As it feels like Spring we are in luck that this week demands a white wine that can be chilled and sipped in the garden after a hard day's toil shovelling soil, compost and bark chips from the front of the house to the back. We were not in so much luck to be doing the shovelling, but it did work up a thirst.
I can't be sure about the cost of this week's wine as it came to me as one sixth of my reward for answering a few questions about my thoughts on old vine wines. (Previously mentioned, and if you know when please feel free to claim your prize in the comments section below.) All six bottles were from Soave, but from different producers. This is the first I have tried and it was carefully selected because the producer's name begins with the appropriate letter.

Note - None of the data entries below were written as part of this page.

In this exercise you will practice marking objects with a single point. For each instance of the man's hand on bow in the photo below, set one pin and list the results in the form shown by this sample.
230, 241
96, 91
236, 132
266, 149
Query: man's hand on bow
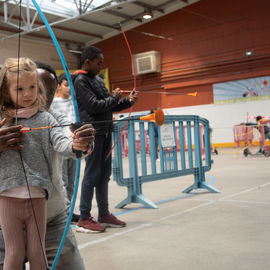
133, 96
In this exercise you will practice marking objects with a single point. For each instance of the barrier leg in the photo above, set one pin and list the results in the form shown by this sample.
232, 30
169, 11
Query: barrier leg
136, 198
200, 183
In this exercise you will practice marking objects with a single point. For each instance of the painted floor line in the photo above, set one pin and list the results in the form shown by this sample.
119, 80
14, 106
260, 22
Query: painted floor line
142, 226
189, 210
163, 201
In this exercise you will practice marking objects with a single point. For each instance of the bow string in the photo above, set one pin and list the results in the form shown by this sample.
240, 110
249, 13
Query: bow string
134, 88
75, 105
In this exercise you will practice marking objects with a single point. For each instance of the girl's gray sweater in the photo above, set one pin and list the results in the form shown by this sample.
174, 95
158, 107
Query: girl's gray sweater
37, 154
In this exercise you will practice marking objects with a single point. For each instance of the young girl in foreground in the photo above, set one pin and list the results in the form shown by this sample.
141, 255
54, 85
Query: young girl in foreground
26, 101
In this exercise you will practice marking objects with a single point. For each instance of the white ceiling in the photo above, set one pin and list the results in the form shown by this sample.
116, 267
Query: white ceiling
100, 21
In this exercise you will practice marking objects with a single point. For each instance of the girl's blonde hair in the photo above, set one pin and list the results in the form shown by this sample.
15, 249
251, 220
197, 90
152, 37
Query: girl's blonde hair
15, 66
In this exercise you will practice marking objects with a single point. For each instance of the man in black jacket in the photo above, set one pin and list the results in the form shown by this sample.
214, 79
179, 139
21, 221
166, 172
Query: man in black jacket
95, 103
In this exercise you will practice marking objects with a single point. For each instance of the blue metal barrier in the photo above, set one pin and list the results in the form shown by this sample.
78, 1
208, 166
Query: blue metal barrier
146, 168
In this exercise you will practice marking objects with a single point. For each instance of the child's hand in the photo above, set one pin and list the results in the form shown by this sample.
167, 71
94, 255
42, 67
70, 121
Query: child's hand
133, 96
83, 138
10, 137
118, 93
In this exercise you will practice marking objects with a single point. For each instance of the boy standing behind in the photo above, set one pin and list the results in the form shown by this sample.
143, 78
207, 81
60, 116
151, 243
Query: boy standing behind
63, 104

It doesn't matter how it was selected to anyone other than me, so let's talk about what the contents of the bottle actually taste like. It is a clear, bright, lemon yellow of medium intensity. On the nose there is more than a hint of ripe pear and some floral tones that give it a nice lift.
It is fruity, tasting of stone fruits such as peach and green plums. There is enough acid to make the mouth water, has a pleasing smoothness and some minerality in the finish.
The grape blend is 90% Garganega with the remaining 10% being Trebbiano di Soave. Trebbiano has many clones which are frequently named for the area in which they grow. Soave is near to Verona in the north-east of the country so is some sense is a stable mate of Valpolicella and all its variants most of which have featured in these notes at some point since September 2013.
Would I buy this again? If I knew where to get it and my price estimate is about right, yes. More importantly it makes me look forward to uncorking the other five Soaves that arrived with it and to see what the other producers can do with the same grapes.
It will be Easter next weekend, so expect something to go with a leg of lamb.